Mammalian myosin VI was identified in a pig kidney proximal tubule cell line, where it localizes to the actin- and membrane-rich apical brush border of these polarized epithelial cells (9). One year later in 1995, a mutation in mouse myosin VI was implicated through positional cloning as the cause of Snell’s waltzer ( sv) phenotype (35), which arose spontaneously in 1960 and is characterized by circling behavior, head tossing, deafness, and hyperactivity observable by 12 days of age (48).

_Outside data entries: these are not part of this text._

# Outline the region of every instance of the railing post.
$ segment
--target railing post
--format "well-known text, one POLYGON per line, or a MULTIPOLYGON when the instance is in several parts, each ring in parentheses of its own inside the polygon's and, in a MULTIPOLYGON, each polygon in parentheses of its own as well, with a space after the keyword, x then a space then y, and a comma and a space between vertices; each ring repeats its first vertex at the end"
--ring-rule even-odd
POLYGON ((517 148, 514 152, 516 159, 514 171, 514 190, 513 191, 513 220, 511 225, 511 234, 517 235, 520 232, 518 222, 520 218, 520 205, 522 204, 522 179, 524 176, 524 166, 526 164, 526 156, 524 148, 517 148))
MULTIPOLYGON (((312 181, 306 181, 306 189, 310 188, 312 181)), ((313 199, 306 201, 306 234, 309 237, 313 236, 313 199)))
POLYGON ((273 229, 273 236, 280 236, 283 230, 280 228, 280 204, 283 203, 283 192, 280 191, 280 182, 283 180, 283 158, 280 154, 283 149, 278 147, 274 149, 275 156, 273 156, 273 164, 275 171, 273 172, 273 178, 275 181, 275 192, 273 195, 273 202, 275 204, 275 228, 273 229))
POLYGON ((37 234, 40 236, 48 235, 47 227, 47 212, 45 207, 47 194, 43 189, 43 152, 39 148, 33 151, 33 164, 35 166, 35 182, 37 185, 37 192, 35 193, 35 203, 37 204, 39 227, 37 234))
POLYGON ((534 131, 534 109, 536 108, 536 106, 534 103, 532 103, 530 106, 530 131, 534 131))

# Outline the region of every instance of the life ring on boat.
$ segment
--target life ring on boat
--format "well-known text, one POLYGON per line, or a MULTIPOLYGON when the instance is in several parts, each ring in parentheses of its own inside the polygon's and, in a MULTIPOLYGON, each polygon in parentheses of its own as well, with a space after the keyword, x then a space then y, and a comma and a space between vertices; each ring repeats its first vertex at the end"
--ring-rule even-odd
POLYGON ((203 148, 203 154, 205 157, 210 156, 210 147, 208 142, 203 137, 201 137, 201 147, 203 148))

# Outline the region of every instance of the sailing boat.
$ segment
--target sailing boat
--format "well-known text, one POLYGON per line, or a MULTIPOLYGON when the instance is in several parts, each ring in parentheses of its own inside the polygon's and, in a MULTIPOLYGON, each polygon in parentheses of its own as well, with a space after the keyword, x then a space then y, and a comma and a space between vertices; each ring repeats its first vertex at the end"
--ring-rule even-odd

The sv mutation is a 1.1 kilobase intragenic deletion within the Myo6 locus that results in a 130 bp deletion from the Myo6 mRNA. The deletion results in a frameshift that introduces a stop codon into the lever arm region of the protein. Although the appearance of hair cells and their stereocilia is relatively normal at birth in homozygous Myo6sv/sv mice, the stereocilia undergo progressive disorganization and a raising of the hair cell apical plasma membrane between stereocilia such that by three days of age all hair cells show fused stereocilia and by 20 days giant stereocilia are observed on top of hair cells (49). The formation of stereocilial branches is also observed at one day of age (50). By 6 weeks, there is a complete degeneration of both inner and outer hair cells within the Organ of Corti (35). A very similar phenotype was observed in zebrafish with a mutation of Myo6b, the myosin VI isoform expressed in the sensory epithelium of the ear and lateral line (51). Based on these phenotypes and the observed localization of myosin VI to the cuticular plate at the base of stereocilia, it has been hypothesized that myosin VI plays a structural role in anchoring the plasma membrane between individual stereocilia to the actin filaments that form their core (Figure 4B) (36;49;51). In the absence of myosin VI, the unanchored membrane may rise up between stereocilia, resulting in fusion beginning at the base and continuing up to the tips of stereocilia.
Mutations in MYO6 are associated with hearing loss in humans. In contrast to the recessive inheritance pattern of Myo6 phenotypes in mice, in humans MYO6 mutations have been linked with both dominant (OMIM #606346) (52) and recessive non-syndromic hearing loss (OMIM #607821) (53), as well as with dominant syndromic hearing loss that includes hypertrophic cardiomyopathy (54). A dominantly inherited atrial septal defect has also been shown to be caused by a missense mutation in myosin VI (55). Overexpression of myosin VI has been observed in human prostate cancer specimens (56), and contributes to enhanced prostate-specific antigen (PSA) and vascular endothelial growth factor (VEGF) secretion by a prostate cancer cell line (LNCaP) (57).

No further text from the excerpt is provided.